I'll go for it too as if Gwen is in Ireland and can do it so can I but it will start tomorrow as Its getting late here. Had loads of energy the last 3 days but exhaustion came out of the blue at me today. So here's to tomorrow.


----------



## Gwen pippy (Jul 24, 2011)

Yeaaaa fair play goldfish,

Get some nice rest tonight and if you're up for it a nice walk tomorrow, hows the weather in Cork? we had lovely sunshine in Louth all weekend, so hopefully it will last at least for a few days. Will check in with ya tomorrow for an update 

Gwen xxx


----------



## Goldfish (Jul 24, 2011)

Thanks Gwen. There's the good peer pressure that David mentioned :lol: and that I need. Weather supposed to be good Sat and today but its been dull and you just think its going to lash (good irish phrase :ylol but it doesn't. Kinda wish it would and be done with it. Really strange that the exhaustion is back as I feel I am good at the mo. Does that happen? Was busy yesterday but this is more than tired. Anyway I have rain gear so walk, here I come.


----------



## Gwen pippy (Jul 24, 2011)

We have had blue skies, not a single cloud and no sign it will lash hehehe still have all the windows open as it is so warm or maybe it the sunburn ouchhhhhh. All the guys on here will think we are having a heatwave in Ireland the way I'm talking but was beginning to think I was going to have to wear wetsuit for the rest of the summer or whats left of it.
Yes tiredness can happen easily especially if you over did it yesterday? I find when it is warm I tend to drink more, then need toilet more and so it begins, but even the heat can knock it out of you if your not having more trips to bathroom. I find taking the occasional Dioralyte can really help to balance the body salts and fluids.

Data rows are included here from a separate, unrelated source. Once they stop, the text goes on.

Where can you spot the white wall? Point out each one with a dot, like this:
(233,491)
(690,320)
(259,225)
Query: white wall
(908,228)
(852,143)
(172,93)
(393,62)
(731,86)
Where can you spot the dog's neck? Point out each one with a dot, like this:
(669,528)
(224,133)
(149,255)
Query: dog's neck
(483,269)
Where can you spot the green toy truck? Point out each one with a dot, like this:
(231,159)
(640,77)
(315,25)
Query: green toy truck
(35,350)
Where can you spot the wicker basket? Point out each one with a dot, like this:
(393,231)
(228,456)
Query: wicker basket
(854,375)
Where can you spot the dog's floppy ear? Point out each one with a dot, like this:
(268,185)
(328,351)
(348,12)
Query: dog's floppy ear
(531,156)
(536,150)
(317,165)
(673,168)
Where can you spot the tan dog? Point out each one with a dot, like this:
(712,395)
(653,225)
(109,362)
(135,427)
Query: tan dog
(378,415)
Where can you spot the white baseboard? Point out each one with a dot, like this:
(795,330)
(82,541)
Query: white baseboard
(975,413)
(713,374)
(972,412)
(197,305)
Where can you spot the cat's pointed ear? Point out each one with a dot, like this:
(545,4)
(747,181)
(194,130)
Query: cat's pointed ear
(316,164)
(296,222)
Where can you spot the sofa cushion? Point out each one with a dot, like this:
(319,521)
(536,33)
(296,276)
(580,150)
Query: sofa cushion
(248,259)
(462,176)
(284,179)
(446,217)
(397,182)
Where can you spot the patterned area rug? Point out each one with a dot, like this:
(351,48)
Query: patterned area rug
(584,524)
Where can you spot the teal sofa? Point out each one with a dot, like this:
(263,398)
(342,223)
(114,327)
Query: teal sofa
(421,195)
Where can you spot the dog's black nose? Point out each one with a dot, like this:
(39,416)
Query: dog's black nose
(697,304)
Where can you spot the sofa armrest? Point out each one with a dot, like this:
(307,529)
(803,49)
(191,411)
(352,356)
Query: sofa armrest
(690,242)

I'm looking forward to our multi-county walk tomorrow but if you're still exhausted don't over do it.

Gwen xxx


----------



## David (Jul 24, 2011)

Wooo Hoooo!  Welcome new club members!  

:ghug:


----------



## Gwen pippy (Jul 24, 2011)

Thanks David 

Needed that push, far too easy to take the I'll do it tomorrow approach. funny thing is I want to do these things even more so when I'm in a flare, like my body is teasing me, and when I'm in remission I get lazy. 
Life is for living. 

Gwen XXX


----------



## Entchen (Jul 24, 2011)

David, you rock. While it's nice out, I'm trying to cycle daily, but I'll switch to walking once the snow falls. 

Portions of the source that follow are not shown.